The fun part is the GPU Bound percentage:
- 7700K: 24% GPU bound
- 5700X: 76% GPU bound
Same GPU, same resolution, but the CPU stopped getting in the way as much.
Forza Horizon 5
The FPS went from 82 to 99, but the bigger story is the CPU Simulation result:
- 137.5 to 201.9 FPS
Even when the GPU is busy, having a lot more CPU headroom for the simulation side is exactly the kind of thing that shows up as fewer small stutter moments.
It also lines up with what the benchmark calls out:
- GPU limited went from 19.3% to 44.9%
- average latency dropped from 35.1 ms to 29.5 ms
Returnal
Returnal is a perfect example of why average FPS isn't the whole story.
- Average: 85 to 96 FPS (+12.9%)
- Minimum: 35 to 60 FPS (+71.4%)
That minimum FPS jump is the difference between a benchmark graph that looks mostly fine and one that stays consistent.
Cyberpunk 2077
Cyberpunk's benchmark gives Average / Min / Max, and it's another case where the lows mattered more than the average.
- Average: 55.94 to 68.12 FPS (+21.8%)
- Minimum: 43.06 to 61.19 FPS (+42.1%)
Crossing 60 FPS on the minimum result is the headline for me.
Civilization VI
This is the least ambiguous CPU benchmark. It doesn't care about resolution, and it doesn't pretend your GPU matters.
Turn time dropped from 44.25s to 34.42s (about 22% faster). If you play Civ, that's a real quality-of-life improvement that you feel constantly.
Metro Exodus Enhanced Edition
This behaved the way I expected a GPU torture test to behave at 3840x1600 with only a small uplift.
- Average: 65.86 to 71.22 FPS (+8.1%)
Red Dead Redemption 2
As with Metro, this game is mostly GPU-limited at this resolution.
- Average: 83.42 to 89.96 FPS (+7.8%)
Final Fantasy XIV
The benchmark score increased 12189 to 13108 (+7.5%). This isn't a massive swing, but MMO performance tends to get worse in the messy real world (busy cities, lots of players), where extra CPU headroom matters.
Cost Per Frame
I paid $338.14 AUD for the CPU and motherboard. Both parts were from AliExpress, and they were definitely used. Even then, it was still cheaper than what I was seeing on Facebook Marketplace and eBay.
A rough "cost per average frame gained" calculation (summing the average FPS deltas across the FPS-based benchmarks above) comes out to about ~$2.53 AUD per FPS. If you count the net cost after selling my 7700K and motherboard, the cost per frame comes out to $1.78 AUD.

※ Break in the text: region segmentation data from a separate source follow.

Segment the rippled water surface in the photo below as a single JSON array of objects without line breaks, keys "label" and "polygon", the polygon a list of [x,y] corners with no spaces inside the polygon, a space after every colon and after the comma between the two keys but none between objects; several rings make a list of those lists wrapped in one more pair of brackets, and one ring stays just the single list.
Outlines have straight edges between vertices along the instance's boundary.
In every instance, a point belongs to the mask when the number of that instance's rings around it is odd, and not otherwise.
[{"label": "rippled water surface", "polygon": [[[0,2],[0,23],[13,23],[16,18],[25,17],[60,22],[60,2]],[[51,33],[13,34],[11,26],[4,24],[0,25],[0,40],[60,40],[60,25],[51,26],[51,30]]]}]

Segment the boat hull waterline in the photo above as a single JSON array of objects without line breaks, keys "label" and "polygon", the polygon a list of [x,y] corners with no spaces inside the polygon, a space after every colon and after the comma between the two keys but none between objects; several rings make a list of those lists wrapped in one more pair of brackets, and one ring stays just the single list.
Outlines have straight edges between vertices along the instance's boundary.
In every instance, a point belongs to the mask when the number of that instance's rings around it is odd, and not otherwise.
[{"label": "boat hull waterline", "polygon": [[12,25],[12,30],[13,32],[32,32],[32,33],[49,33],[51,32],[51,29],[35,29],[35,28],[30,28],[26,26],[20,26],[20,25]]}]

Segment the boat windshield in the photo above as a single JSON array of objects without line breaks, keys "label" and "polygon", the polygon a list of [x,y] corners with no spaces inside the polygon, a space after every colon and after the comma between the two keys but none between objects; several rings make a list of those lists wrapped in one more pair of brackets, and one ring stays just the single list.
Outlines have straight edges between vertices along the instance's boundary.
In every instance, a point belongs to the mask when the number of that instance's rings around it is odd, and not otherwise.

This isn't meant to be a rigorous metric, but it's a nice sanity check that this upgrade was mostly about getting smoother performance without paying GPU money. For comparison, GPU upgrades often work out closer to $5 to $8 per average FPS gained.
Summary and Lessons Learnt
I spent years assuming my high resolution made me entirely GPU-bound, but this upgrade proved that even at 3840x1600, the 7700K was a massive bottleneck.
- Consistency is King: The 71% jump in minimum FPS in Returnal and 42% in Cyberpunk matter more than averages. It’s the difference between a stuttery experience and a fluid one.
- Unlocking the GPU: My "GPU Bound" metric in Tomb Raider jumped from 24% to 76%. I’m finally getting the full value out of my 3080 Ti.
- The DDR4 Side-grade: Sticking with AM4 allowed me to dodge outrageous RAM prices while still gaining 25% more performance on average.
By ignoring the DDR5 hype and focusing on minimum FPS, I’ve managed to turn a legacy 2017 build back into a high-end contender and finally stopped my CPU from holding the 3080 Ti hostage.